5. Scheduling your portraits for high noon. Unless you’re going for that vintage silhouette look (we’re kidding of course), you definitely don’t want to take bridal portraits (or any pictures outside for that matter) at noon when the sun is directly overhead. If you don’t believe me, listen to an expert. “Direct sun causes deep unflattering shadows and very harsh light,” says Lara Robby of Lara Robby Photography. “Morning light is beautiful and so is twilight.” Whenever possible, take your portraits in indirect light or in the shade. And if you’re cool with bucking tradition, schedule your coupledom portraits for before the start to the ceremony when your timeframe may be a bit more flexible.

6. Forgoing a rain plan. Don’t put all your eggs in your weatherman’s basket. The last thing you want to be unprepared for is rain. Better safe than sorry. Hope for the best, prepare for the worst. However you want to think about it, just do it. Spend a little extra to rent tents—just in case. Have a fully scouted, equipped, and planned-to-perfection indoor option—just in case. If everything is well thought-out, you can make a decision an hour ahead of time based on the hour-by-hour forecast and your guests will never know the difference. Love both your outdoor and indoor plan so you won’t be disappointed either way.

7. Choosing the wrong icing on the cake. Don’t worry, your cake’s not gonna melt like the Wicked Witch in Wizard of Oz. Most cakes will hold up well in the summer so long as you don’t keep them in direct sunlight (which could melt icings like buttercreams and ganaches). We asked Cheryl Kleinman of Cheryl Kleinman Cakes what she suggests for summer wedding cakes: “Rolled fondant- and marzipan-iced cakes are perfect and preferred in the summer,” she says. And if you want to display your cake during the reception (yes, yes, of course you do): “Avoid icings and fillings that require refrigeration such as cream cheese icings, whipped cream, pastry cream, and fresh fruit fillings.” If you hate to part with the idea of pastry creams and fresh fruit, you can always have a small-sized “trophy” cake (a mini showstopper that’s great to admire) and choose an alternative “summery” dessert instead.
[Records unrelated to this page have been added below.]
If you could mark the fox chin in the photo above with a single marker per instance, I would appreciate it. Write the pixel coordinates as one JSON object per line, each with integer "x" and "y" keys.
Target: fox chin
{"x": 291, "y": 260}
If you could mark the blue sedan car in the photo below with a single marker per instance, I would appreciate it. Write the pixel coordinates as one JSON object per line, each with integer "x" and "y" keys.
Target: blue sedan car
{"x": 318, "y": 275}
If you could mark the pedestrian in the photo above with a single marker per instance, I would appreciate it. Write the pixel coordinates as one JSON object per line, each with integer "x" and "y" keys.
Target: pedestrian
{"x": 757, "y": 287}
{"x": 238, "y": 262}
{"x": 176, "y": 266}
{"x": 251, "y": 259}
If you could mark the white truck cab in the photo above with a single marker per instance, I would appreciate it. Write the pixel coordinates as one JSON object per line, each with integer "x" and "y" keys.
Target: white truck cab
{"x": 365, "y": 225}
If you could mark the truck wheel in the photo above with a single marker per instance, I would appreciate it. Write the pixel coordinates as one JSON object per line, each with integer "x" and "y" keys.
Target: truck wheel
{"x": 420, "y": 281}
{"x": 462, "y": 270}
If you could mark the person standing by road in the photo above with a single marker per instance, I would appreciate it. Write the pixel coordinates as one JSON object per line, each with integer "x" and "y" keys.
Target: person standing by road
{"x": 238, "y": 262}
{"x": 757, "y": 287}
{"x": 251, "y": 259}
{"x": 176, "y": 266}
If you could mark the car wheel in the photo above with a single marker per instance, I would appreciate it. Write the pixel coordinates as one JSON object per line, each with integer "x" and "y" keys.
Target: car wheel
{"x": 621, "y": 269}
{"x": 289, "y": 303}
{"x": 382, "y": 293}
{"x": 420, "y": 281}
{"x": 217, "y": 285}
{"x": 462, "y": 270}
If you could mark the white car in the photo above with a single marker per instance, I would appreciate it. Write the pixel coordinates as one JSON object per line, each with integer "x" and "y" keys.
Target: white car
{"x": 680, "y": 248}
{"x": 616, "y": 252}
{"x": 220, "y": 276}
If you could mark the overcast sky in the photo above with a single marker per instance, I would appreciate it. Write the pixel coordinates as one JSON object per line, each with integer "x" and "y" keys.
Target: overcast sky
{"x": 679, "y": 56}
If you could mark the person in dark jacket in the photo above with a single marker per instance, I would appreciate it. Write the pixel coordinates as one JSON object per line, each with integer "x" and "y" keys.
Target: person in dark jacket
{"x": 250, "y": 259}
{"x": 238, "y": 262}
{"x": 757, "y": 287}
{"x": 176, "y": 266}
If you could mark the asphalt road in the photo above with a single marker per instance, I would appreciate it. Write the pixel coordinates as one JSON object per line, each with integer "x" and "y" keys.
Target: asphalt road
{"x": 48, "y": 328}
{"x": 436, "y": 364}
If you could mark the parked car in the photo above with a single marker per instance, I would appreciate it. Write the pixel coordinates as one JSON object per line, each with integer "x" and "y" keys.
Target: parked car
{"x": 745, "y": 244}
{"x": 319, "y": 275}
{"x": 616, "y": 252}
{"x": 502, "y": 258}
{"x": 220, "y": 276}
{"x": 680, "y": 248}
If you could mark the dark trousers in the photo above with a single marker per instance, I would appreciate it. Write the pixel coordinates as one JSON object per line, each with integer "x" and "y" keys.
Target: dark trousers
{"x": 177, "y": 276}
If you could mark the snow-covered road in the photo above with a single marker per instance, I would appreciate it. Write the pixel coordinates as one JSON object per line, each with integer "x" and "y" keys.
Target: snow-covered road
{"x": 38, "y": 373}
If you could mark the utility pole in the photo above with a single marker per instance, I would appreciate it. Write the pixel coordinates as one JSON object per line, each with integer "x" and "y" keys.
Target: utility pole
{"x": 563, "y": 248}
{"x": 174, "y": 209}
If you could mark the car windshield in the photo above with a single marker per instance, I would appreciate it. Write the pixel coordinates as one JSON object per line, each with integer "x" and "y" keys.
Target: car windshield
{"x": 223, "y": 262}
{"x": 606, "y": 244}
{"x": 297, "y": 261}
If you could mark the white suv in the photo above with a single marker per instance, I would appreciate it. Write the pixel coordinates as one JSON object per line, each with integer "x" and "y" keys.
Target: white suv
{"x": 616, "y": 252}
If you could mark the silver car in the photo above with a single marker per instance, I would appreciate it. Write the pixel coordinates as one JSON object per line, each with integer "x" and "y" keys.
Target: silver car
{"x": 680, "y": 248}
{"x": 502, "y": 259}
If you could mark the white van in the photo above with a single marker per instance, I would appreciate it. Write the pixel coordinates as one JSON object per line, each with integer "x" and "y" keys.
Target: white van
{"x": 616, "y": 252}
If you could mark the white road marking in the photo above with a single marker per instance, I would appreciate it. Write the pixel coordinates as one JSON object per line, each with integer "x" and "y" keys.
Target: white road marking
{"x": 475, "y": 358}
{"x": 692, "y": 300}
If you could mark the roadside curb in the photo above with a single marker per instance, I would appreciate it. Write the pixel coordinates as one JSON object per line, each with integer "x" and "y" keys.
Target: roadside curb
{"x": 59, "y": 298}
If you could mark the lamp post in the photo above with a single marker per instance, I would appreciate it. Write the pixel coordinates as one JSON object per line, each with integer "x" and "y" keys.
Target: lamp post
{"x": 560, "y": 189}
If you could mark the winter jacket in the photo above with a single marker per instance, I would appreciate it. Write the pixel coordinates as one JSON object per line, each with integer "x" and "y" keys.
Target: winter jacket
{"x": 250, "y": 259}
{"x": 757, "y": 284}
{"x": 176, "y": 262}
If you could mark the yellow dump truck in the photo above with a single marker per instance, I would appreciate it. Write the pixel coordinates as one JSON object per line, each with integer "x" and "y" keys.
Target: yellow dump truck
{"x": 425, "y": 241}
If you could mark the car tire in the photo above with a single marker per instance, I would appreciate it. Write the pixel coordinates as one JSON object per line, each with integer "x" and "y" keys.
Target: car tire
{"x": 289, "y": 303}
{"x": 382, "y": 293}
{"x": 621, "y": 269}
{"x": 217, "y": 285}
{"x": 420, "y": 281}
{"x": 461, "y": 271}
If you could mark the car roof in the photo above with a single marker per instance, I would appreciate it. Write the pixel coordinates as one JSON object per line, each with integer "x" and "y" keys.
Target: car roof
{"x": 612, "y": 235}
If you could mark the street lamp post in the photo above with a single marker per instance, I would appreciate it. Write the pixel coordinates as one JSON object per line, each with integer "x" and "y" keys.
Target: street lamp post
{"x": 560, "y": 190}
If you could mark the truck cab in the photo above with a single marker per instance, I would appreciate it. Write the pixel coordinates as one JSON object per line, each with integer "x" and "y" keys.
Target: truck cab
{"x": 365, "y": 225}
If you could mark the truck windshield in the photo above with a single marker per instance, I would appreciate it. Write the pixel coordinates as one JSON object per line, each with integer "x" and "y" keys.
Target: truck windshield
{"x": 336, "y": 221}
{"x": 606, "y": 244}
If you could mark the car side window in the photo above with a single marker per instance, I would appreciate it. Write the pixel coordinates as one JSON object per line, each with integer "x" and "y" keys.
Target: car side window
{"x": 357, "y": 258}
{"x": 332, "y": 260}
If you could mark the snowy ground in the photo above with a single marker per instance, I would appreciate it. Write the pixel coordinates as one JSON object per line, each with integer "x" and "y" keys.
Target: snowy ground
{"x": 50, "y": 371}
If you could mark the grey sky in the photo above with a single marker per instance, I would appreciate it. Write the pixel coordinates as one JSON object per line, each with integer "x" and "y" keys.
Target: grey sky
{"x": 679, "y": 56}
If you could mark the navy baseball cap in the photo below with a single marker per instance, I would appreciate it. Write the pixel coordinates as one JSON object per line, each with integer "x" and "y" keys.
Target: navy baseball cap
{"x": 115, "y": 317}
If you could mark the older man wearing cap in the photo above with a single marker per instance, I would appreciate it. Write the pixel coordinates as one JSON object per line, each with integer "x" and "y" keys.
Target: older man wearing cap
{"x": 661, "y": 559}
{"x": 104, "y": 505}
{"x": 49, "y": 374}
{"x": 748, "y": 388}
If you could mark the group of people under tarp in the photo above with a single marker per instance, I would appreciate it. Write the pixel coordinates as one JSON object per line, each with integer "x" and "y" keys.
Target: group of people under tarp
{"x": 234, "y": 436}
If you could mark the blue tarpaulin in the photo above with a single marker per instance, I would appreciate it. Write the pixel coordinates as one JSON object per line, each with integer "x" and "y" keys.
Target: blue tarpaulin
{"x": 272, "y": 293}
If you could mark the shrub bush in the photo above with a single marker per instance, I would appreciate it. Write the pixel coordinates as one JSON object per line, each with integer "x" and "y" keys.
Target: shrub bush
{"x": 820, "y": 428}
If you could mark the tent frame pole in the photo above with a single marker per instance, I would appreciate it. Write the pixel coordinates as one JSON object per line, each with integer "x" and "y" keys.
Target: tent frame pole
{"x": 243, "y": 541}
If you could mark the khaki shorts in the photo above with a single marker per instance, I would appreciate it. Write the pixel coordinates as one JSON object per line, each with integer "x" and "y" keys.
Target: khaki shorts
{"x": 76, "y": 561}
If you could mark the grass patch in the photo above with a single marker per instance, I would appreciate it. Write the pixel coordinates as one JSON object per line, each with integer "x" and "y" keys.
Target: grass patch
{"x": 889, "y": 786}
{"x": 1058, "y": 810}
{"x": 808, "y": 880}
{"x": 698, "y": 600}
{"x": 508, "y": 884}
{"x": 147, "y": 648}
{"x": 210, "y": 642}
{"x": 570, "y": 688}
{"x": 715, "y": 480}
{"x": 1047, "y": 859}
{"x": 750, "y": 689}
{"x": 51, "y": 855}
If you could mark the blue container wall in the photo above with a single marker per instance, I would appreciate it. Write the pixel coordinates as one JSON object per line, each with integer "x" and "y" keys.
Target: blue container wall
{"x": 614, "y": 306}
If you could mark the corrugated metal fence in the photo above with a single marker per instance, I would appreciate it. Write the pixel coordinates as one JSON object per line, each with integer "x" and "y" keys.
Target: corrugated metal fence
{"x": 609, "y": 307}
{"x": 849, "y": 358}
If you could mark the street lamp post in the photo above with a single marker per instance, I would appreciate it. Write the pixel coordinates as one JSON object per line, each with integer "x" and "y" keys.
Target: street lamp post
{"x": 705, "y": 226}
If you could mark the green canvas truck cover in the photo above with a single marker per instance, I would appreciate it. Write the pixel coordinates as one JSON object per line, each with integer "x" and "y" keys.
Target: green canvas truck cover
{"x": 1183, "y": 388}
8. Allowing an open bar too soon. I think by now we all have “been there” and know that the hot summer sun and alcohol don’t always mix. A little goes a long way so instead of going all out with a top shelf liquor-stocked bar immediately following the ceremony, consider offering a lighter selection of cocktails—at least for the cocktail hour. White wine spritzers, sangria, a selection of local beer, mango martini. There are a lot of ways to be smart with your selection without sucking the life out of the party. Once the party moves indoors for dinner (or even if you’re outside for the duration of the night), you can progress to stiffer drinks as dinner winds down.

9. Forgetting to stock a bathroom basket. Guests feeling sweaty? Hot? Flushed? Make sure everyone has a way to freshen up. Find containers that match your wedding-day decor—galvanized tin buckets, vintage wooden crates, ornate ceramic boxes—and use them to house freshen-up essentials: mini deodorants, sunscreen, blotters, bug spray, mints, mini water bottles, and so on. A little refreshment will go a long way in the hot summer sun!

10. Expecting the reception to be too formal. Sometimes summer soirees lend themselves to a more kick-your-shoes-off, kick-back vibe. Don’t be afraid of more mingling than dancing. This is especially true if you’ve chosen a destination wedding or a fabulous one-of-a-kind location. The seaside. A vineyard. Guests may want to roam and check out the scene. After all, the days are longer and guests will want to take advantage of that. Plan for a longer cocktail hour (more drinks, more food) and a longer dinner (even more drinks and even more food). But don’t fret—just because the days are longer doesn’t mean the nights have to be shorter. Consider stretching the party into the wee-hours with a DJ starting only after dinner and ringing in the after party.